In related work, Finkelstein’s group and others developed an objective metric to detect and quantify subtle differences in audio recordings that are perceptible to the human ear but have been challenging for AI algorithms to handle. The metric, which is trained on roughly 55,000 human judgments collected on Amazon Mechanical Turk, could boost the performance of audio quality enhancers like HiFi-GAN, as well as more broadly aid the evaluation of deep learning methods for processing audio recordings.
The paper puts forth a new metric for machine learning tools that assess audio quality or compare audio recordings. The method builds on existing approaches to adversarial learning in which a generator and discriminator network compete to improve an algorithm’s outputs. The metric can determine, for example, how close an AI-generated audio recording is to a reference, studio-quality recording.

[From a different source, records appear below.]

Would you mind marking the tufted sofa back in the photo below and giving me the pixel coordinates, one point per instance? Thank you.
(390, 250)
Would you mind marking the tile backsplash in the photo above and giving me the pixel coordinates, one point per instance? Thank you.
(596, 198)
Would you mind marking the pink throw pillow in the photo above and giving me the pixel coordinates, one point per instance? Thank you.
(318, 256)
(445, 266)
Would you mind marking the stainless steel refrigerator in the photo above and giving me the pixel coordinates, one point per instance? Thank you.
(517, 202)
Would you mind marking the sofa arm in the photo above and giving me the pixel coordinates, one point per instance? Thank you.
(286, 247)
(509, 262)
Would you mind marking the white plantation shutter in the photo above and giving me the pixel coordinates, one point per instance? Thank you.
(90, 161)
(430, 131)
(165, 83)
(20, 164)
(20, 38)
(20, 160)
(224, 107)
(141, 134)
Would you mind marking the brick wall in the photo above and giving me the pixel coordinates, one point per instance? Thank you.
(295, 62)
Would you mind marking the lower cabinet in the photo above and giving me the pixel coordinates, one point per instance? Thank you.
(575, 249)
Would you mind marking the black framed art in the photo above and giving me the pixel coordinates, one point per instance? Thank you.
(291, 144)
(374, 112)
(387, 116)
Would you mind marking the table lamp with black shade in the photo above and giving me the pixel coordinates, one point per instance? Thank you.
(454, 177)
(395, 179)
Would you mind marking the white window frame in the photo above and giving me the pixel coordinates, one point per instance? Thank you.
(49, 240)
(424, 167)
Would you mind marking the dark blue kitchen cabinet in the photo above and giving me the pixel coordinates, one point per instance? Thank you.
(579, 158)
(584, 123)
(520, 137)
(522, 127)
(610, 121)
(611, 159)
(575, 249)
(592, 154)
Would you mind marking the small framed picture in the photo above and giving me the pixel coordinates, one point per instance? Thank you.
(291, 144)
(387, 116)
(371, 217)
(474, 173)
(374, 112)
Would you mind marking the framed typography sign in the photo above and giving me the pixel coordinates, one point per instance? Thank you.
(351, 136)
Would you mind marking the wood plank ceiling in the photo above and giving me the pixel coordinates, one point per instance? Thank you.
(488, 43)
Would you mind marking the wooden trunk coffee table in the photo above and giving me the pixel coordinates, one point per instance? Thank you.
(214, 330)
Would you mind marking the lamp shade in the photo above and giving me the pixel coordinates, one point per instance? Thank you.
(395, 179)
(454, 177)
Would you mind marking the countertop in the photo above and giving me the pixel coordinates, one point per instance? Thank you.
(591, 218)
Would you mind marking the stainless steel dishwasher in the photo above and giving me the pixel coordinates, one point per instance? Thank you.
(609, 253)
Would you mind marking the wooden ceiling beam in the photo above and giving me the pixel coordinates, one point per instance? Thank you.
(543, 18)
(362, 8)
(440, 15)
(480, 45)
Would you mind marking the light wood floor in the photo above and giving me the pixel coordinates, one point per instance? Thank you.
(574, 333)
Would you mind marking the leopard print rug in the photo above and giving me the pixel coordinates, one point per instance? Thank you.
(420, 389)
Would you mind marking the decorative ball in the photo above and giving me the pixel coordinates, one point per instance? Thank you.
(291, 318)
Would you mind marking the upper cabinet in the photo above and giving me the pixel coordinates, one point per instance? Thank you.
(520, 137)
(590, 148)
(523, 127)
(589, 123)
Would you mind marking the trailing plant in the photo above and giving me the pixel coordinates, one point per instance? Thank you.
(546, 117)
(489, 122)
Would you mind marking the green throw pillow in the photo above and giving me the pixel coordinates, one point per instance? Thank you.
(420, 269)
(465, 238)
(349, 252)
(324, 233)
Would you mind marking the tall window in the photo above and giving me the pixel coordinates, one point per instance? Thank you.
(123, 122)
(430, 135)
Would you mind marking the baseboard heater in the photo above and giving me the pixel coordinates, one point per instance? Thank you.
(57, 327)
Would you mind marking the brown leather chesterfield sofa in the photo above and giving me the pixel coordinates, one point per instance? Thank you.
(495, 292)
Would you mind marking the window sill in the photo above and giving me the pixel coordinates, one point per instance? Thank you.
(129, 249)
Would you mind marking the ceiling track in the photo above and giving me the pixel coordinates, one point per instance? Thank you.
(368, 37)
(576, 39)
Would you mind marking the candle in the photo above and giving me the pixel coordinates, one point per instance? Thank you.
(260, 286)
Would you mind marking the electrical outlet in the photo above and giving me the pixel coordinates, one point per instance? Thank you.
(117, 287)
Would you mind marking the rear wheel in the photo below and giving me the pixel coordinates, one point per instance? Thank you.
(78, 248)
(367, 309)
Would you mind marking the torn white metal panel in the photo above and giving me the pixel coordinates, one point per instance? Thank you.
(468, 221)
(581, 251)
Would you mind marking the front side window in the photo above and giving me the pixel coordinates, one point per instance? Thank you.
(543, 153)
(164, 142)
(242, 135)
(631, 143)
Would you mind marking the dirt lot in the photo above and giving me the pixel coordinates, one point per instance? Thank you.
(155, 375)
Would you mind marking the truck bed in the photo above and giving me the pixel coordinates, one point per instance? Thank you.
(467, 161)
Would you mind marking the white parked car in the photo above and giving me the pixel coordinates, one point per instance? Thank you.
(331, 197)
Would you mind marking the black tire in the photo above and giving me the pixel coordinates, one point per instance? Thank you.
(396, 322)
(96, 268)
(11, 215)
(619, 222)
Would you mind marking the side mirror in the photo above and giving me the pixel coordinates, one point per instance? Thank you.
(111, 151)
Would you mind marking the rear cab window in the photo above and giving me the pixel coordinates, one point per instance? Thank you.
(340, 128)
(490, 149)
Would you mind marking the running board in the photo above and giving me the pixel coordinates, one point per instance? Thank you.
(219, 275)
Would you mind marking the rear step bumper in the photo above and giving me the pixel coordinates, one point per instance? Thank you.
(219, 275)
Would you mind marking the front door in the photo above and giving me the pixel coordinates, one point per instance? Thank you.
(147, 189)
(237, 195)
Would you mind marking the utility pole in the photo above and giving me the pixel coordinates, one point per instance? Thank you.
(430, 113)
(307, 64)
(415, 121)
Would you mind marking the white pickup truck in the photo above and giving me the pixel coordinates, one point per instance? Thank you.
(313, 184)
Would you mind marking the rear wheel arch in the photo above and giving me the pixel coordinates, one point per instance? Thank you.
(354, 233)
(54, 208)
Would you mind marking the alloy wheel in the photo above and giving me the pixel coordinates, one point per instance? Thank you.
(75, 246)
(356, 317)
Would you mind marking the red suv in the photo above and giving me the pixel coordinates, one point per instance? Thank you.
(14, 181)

“We wanted to find a perceptual metric that humans would relate to,” said Pranay Manocha, a computer science graduate student and lead author of the research. “For example, if we play two recordings and then ask if they are exactly the same or different, our metric is able to give an answer that is correlated with judgments that humans would make.”
While there are many such metrics in audio processing, the method improves on these by detecting small differences, which researchers call “just-noticeable,” such as subtle changes in higher-frequency overtones that are not the main components of speech.
“Deep learning has already had a huge impact in audio processing, and we expect it to become even more profound” in the coming decade, said Finkelstein, “but there is a big problem, which is a little esoteric: For the machine to learn, it needs to know how well it’s doing … it needs something called a loss function.”
In designing a good loss function, “we need a fully automatic method to determine whether humans would say two audio clips sound similar to each other,” said Finkelstein. “It's not practical to ask humans that question” while training a neural network, “because it would involve asking humans a gazillion questions while the algorithm searches for a good solution. So instead we are developing an automatic method to predict how humans would answer that question.”
Su and Manocha presented papers describing these projects at INTERSPEECH, an international conference focused on speech processing and applications, which was held entirely virtually this October.
Both HiFi-GAN and the just-noticeable difference metric offer general approaches that can be used for a variety of audio processing tasks. The researchers are now adapting their methods toward real-time speech enhancement, which could potentially be used during a Zoom conversation or webinar.
The team is also adding a capability for bandwidth extension to HiFi-GAN. This will recreate the “sense of presence” listeners experience from recordings made at high sample rates, which is often missing from consumer-grade audio recordings and online conference calls, said Finkelstein.
Su, Finkelstein and others were coauthors of the paper “HiFi-GAN: High-Fidelity Denoising and Dereverberation Based on Speech Deep Features in Adversarial Networks.” Coauthors of the paper “A Differentiable Perceptual Audio Metric Learned from Just Noticeable Differences” included Manocha and Finkelstein.
The work was supported in part by Princeton’s Dean for Research Innovation Fund for Industrial Collaborations; and by Project X, an innovation fund of Princeton’s School of Engineering and Applied Science.